The doctrine concerning the atonement made by Christ rests on the fact that it perfectly satisfied the righteousness and justice of God. These characteristics which we attain to God are extensions of His love, that is, the righteousness and justice of God denote His desire to replace sin and consequently wrath in man with Himself. Properly understood sin is nothing else than a disorder in man, that he is not what he is created to be and that a spiritual power in opposition to God has taken God’s rightful place in man. It is in sin that we find wrath, resentment, envy and strife. The whole nature of redemption has no other end than to extinguish or remove the wrath and enmity between man and God. This is accomplished through the new birth from above where the old man is completely blotted out and in its stead a new being who is a partaker of divine nature is miraculously formed. This new birth is made available through Jesus’ perfect and once and for all sacrifice where He became sin so that we could be partakers of His divine life.

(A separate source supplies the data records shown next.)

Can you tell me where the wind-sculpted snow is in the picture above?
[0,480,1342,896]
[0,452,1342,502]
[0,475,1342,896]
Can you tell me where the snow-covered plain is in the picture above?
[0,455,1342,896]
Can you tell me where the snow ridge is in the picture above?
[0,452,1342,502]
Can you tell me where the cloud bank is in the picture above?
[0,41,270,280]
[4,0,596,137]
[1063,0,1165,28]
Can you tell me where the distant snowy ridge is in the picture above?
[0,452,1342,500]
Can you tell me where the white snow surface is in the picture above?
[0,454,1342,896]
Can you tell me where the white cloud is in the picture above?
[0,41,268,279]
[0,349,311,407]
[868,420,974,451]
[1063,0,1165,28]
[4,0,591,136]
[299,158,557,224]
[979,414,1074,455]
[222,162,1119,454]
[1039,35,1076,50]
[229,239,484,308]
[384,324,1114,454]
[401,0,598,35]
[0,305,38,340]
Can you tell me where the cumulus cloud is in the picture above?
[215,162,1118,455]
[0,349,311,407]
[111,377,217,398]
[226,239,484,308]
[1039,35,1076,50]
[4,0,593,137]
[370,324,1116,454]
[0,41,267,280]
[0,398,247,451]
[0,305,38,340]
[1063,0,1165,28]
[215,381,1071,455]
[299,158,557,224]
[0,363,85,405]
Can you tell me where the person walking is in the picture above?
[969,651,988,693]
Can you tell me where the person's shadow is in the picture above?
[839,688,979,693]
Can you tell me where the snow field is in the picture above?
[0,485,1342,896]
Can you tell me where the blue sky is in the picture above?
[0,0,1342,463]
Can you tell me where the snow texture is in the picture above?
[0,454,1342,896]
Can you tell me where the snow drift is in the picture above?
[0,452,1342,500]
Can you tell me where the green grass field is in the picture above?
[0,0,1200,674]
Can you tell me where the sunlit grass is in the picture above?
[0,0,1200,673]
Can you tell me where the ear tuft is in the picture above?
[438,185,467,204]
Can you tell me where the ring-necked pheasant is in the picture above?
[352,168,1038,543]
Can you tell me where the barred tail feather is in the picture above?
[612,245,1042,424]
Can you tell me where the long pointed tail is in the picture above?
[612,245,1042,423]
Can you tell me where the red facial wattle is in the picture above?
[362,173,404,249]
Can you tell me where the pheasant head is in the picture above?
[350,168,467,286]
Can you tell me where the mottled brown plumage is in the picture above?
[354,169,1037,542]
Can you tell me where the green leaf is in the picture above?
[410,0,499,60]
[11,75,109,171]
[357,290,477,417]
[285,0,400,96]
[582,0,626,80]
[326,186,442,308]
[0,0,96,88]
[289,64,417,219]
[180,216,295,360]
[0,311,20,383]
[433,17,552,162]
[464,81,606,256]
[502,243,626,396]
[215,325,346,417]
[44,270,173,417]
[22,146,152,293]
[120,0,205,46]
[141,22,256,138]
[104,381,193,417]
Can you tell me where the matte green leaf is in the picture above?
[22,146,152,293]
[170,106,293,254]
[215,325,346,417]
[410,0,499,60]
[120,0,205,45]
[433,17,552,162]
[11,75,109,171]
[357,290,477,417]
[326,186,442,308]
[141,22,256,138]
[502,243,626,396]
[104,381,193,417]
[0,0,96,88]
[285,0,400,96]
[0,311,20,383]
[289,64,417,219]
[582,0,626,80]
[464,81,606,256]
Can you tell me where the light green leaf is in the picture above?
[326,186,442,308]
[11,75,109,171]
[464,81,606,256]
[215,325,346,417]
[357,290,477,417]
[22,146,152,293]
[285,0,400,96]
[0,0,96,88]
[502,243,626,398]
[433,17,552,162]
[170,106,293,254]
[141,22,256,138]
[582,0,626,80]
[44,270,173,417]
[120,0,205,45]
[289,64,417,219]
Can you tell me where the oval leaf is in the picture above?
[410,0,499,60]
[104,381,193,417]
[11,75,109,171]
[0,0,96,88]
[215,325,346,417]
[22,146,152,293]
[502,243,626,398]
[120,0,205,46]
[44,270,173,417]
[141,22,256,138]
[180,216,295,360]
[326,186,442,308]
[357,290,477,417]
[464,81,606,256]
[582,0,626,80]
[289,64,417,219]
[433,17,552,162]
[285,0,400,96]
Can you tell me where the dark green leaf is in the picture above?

If we assert that this wrath which is sin, which is the blamable cause for the separation between man and God, is found in God then we are saying that Christ made an atonement for God and not for man. Then we are saying that Christ came to change God and not man – that somehow God needed to be reconciled to man and not that man needed to be reconciled to God; for atonement implies the alteration, or removal of something that is not as it ought to be. We cannot claim that God needs atonement, because then we say that God is not perfect, that there is something in Him which needs to be altered. Hence we cannot suppose that wrath, which Christ died to extinguish, is found in God. There was no wrath from the beginning when Eve and Adam enjoyed an unchecked relationship with God in their first perfect state of being. Sin and wrath was a consequence of the fall and found their place inside man when he began his cursed walk.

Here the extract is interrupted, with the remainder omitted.